A couple years ago, URR had a nice post on the Marine Corps shift to the 120mm rifled mortar system known as the Expeditionary Fire Support System. Basically, it is a rifled 120mm mortar, its associated ITV prime mover, and the associated ammunition caisson and its prime mover, another ITV. General Dynamics, the prime contractor for the system, put together a nice little marketing video. Lots of shooty, even some splodey.
There’s a major, major difference between the Marine EFSS and the Army’s own 120mm smoothbore mortar systems. And it’s not really so much the guns themselves. It’s the organization of fire support assets.
A Marine Division has three infantry regiments, and an artillery regiment. The Marines have elected to replace their light 105mm howitzers in the artillery regiment with the EFSS. That means the division’s artillery will lose significant range, but will also gain a much greater ability to land early via vertical envelopment using the MV-22 Osprey, and that the small size and light weight of the EFSS will allow battalions and batteries of fire support to move quickly right behind the supported infantry regiments and battalions. It is a fairly bold shift, but the Marines probably know better than I what their fire support requirements are. One other major impetus for shifting to EFSS is that space on amphibious shipping for artillery is incredibly tight. EFSS has a very small footprint, which makes finding space for it much easier. Or rather, not taking up as much space as a conventional 105mm artillery battery frees up space for other vehicles and equipment the Marines really want to bring along, but previously had no footprint for.

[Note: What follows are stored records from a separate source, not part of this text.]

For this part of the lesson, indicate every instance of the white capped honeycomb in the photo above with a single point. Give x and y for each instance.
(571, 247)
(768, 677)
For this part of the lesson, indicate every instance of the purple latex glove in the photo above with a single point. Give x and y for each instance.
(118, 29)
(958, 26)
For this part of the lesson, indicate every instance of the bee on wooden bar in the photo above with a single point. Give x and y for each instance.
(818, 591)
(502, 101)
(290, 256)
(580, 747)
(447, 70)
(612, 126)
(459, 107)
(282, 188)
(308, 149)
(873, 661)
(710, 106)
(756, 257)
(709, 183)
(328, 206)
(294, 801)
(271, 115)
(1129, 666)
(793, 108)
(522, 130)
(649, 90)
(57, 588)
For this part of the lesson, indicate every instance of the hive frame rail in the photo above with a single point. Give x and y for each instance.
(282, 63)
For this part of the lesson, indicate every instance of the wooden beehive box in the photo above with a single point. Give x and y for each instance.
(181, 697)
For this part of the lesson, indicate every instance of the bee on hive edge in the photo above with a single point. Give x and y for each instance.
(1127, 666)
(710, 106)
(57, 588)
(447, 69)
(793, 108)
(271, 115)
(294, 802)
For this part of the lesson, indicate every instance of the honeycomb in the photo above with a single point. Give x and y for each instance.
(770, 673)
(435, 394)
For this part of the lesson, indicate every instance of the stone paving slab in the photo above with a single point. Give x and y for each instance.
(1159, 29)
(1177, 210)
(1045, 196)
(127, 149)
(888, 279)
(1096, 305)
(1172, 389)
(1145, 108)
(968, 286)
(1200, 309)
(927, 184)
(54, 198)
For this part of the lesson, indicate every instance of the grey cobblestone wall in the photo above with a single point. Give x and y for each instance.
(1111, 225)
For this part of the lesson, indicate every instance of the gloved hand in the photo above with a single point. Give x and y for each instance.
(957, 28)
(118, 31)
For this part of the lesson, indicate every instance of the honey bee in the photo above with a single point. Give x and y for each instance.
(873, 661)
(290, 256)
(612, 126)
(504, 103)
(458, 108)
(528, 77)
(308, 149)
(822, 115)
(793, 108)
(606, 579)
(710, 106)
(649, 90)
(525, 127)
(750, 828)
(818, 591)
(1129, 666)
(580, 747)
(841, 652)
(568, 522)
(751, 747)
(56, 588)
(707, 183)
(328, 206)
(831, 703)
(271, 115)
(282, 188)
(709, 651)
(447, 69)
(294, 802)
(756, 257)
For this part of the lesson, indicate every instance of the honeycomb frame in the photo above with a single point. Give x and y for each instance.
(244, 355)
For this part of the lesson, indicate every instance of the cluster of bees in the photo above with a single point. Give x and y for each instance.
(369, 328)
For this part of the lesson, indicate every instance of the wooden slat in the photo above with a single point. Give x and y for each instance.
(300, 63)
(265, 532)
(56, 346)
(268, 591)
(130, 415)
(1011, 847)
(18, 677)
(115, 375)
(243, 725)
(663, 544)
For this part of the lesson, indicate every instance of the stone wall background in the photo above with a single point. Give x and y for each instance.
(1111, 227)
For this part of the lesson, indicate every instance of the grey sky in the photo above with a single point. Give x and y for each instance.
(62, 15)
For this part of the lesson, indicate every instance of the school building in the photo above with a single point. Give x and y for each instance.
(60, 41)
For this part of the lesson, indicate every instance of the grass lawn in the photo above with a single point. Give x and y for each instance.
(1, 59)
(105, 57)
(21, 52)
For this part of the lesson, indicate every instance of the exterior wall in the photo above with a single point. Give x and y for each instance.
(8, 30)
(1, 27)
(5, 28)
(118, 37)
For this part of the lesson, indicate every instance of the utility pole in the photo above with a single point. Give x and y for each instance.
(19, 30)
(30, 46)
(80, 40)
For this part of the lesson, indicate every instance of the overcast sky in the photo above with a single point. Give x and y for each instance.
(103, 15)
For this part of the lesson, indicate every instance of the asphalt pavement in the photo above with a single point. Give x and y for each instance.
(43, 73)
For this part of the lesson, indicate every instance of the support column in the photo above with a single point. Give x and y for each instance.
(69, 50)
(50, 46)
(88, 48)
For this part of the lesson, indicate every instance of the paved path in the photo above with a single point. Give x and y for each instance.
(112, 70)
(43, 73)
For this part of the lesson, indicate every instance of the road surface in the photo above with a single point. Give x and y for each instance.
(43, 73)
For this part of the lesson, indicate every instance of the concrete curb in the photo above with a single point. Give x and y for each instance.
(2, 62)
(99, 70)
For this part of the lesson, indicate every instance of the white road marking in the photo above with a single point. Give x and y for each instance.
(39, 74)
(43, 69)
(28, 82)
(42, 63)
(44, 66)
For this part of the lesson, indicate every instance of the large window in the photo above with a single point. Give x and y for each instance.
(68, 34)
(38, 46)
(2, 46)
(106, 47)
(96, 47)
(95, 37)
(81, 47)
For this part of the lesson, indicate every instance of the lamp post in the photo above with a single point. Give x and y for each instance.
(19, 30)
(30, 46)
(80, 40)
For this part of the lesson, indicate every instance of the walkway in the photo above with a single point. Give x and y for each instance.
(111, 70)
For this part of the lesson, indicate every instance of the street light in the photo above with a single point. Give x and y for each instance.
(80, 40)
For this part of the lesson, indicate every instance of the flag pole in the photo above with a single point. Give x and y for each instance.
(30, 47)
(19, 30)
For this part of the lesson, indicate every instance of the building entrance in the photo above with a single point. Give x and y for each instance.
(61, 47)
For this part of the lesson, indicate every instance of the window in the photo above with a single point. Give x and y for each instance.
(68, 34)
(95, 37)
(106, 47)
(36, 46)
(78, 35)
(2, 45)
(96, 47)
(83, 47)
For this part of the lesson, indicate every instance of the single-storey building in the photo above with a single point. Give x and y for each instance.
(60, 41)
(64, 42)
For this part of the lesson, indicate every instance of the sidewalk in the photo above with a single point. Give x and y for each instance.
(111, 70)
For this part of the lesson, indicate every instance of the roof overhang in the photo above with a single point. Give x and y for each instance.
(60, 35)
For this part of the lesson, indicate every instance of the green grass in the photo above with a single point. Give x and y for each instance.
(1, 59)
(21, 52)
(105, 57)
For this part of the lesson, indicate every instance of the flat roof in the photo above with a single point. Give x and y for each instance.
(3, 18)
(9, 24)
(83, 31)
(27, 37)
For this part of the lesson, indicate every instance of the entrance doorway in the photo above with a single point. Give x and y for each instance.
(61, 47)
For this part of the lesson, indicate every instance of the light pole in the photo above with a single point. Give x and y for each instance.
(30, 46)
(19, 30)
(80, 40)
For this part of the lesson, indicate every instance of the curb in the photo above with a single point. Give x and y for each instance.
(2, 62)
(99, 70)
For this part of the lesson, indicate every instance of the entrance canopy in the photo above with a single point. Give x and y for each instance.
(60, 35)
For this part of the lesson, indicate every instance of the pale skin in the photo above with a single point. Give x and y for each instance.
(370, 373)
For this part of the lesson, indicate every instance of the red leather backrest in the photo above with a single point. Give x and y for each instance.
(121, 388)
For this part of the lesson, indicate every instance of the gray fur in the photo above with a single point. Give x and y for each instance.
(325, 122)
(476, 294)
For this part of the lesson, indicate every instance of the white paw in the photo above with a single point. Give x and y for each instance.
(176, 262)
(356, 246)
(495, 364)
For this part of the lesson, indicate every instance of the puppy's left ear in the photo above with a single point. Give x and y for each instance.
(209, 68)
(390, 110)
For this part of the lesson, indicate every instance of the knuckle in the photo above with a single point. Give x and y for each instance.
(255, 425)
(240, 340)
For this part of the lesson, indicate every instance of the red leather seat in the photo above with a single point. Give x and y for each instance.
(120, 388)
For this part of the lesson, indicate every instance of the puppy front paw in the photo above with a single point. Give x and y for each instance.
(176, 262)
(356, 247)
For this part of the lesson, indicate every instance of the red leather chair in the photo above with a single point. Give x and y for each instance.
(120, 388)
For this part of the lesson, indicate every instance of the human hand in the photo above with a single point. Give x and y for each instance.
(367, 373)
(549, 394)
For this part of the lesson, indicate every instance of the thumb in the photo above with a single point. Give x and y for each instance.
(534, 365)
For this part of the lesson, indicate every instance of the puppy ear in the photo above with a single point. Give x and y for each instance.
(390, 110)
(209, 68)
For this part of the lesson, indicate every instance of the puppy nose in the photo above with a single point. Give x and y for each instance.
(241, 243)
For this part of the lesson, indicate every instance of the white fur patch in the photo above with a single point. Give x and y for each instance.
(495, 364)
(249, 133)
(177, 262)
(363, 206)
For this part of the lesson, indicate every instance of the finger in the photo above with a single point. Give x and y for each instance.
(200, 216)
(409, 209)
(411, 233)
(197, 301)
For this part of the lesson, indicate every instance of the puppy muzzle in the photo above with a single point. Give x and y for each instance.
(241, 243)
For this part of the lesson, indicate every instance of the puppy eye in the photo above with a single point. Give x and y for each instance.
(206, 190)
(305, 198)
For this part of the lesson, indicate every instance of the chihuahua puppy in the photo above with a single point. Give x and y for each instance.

The Army, by contrast, doesn’t have the same shipping and footprint constraints. Further, the Marines have, historically, only operated in division or larger sized formations since World War II. The Army, by contrast, has always had (at least theoretically) the ability to field corps and field armies. And each of those formations had their own artillery to reinforce the fires of divisional artillery. For instance, today, each Brigade Combat Team has its own Field Artillery Battalion, to support its maneuver battalions. The division headquarters controlling the BCT might well have a Fires Brigade attached to effectively double the artillery available. In the Marines, there simply isn’t any artillery above the division level.
In the Army, 120mm mortars belong to the infantry and combined arms* battalion commander, in the form of a mortar platoon organic to each battalion. That is, they are not an artillery weapon, but an infantry weapon, one of many supporting weapons organic to the maneuver unit.
Both the Army and the Marines have smaller mortars, 60mm and 81mm, that are infantry weapons, belonging to the rifle company or the infantry battalion, though how they are distributed differs in detail, if not in effect.
*Combined Arms Battalions are the maneuver battalions of Armored Brigade Combat Teams, and consist of a battalion with two tank companies, and two Bradley mechanized infantry companies.